Member of the New Jersey Senate from the 25th district
- In office January 11, 1994 – January 13, 1998
- Preceded by: John H. Dorsey
- Succeeded by: Anthony Bucco

Member of the New Jersey General Assembly from the 23rd district
- In office January 8, 1974 – January 13, 1976 Serving with Rosemarie Totaro
- Preceded by: District created
- Succeeded by: James J. Barry Jr. John H. Dorsey

Personal details
- Born: December 4, 1941 (age 84) Corsicana, Texas, U.S.
- Party: Democratic
- Alma mater: Occidental College (AB) Princeton University (MPA)

= Gordon MacInnes =

American politician (born 1941)

Gordon A. MacInnes (born December 4, 1941) is an American Democratic Party politician from New Jersey who has served in both houses of the New Jersey Legislature. MacInnes was elected to the New Jersey General Assembly in 1973 in a heavily Republican Morris County district, as part of the Watergate-driven Democratic landslide of that year. He was defeated in his re-election bid in 1975. In 1993, he won election to the New Jersey Senate in a major upset over incumbent Senate Majority Leader John H. Dorsey, again in a heavily Republican district. He again failed to win re-election in 1997, losing to Republican Anthony Bucco, who continued to hold that Senate seat until his death in 2019.

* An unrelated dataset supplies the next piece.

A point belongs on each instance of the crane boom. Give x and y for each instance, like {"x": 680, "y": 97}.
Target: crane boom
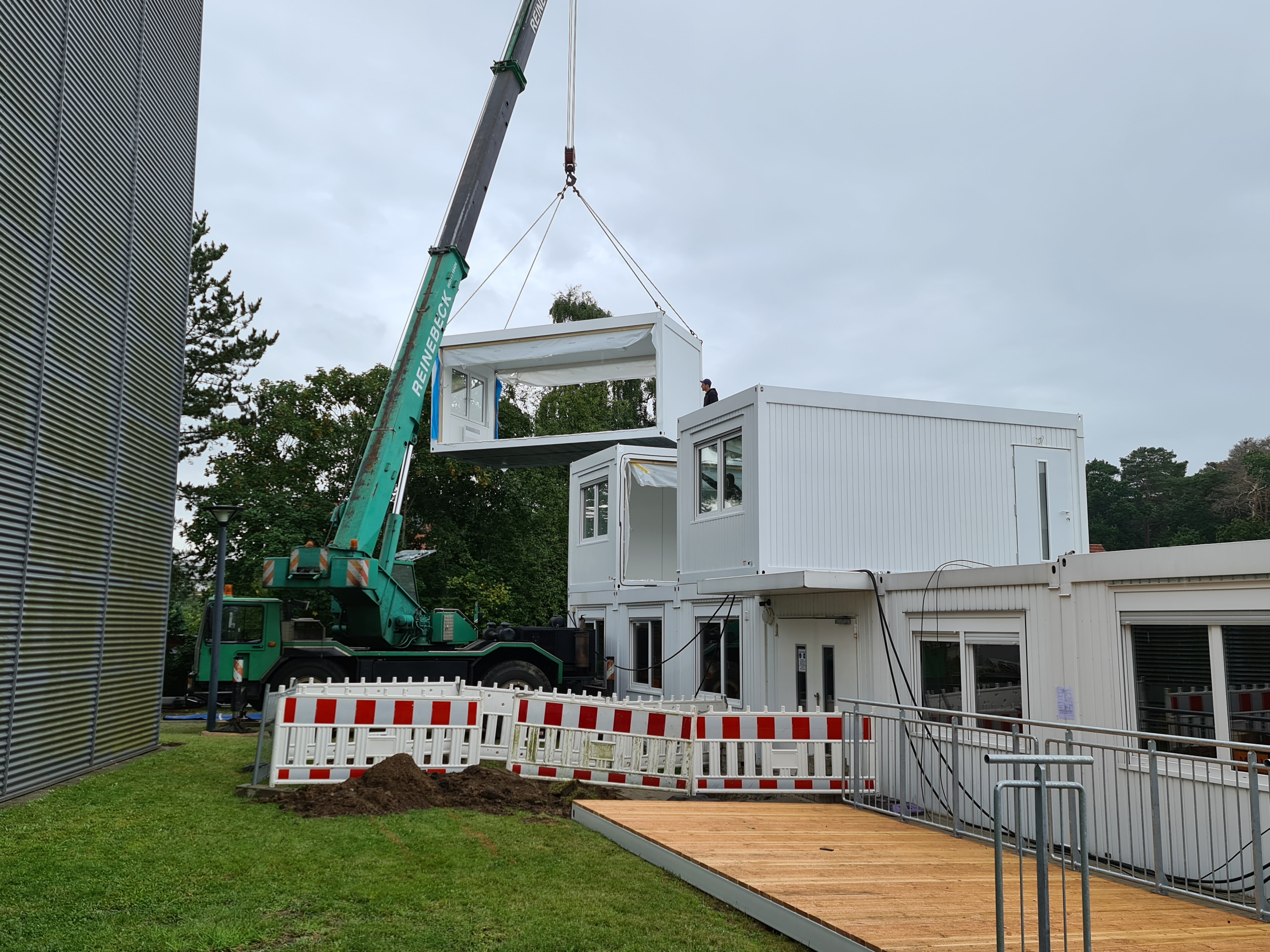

MacInnes also served as Assistant Commissioner in the New Jersey Department of Education from 2002 to 2007. A resident of Morristown, New Jersey, he was confirmed in 2010 as a member of the Board of Governors of Rutgers University. He also is a former executive director of the New Jersey Network.

MacInnes is the president of New Jersey Policy Perspective, a left-leaning, nonprofit organization that researches and analyzes economic issues. MacInnes is a fellow at the Century Foundation in New York and was a lecturer at the Woodrow Wilson School at Princeton University.

During the administration of President Lyndon B. Johnson, MacInnes was deputy director of the White House Task Force on the Cities.

==Personal life==
He is married to Blair MacInnes, a philanthropist and former teacher who lives in Morris Township and has served on boards for many civic and charitable organizations. They have three sons and nine grandchildren.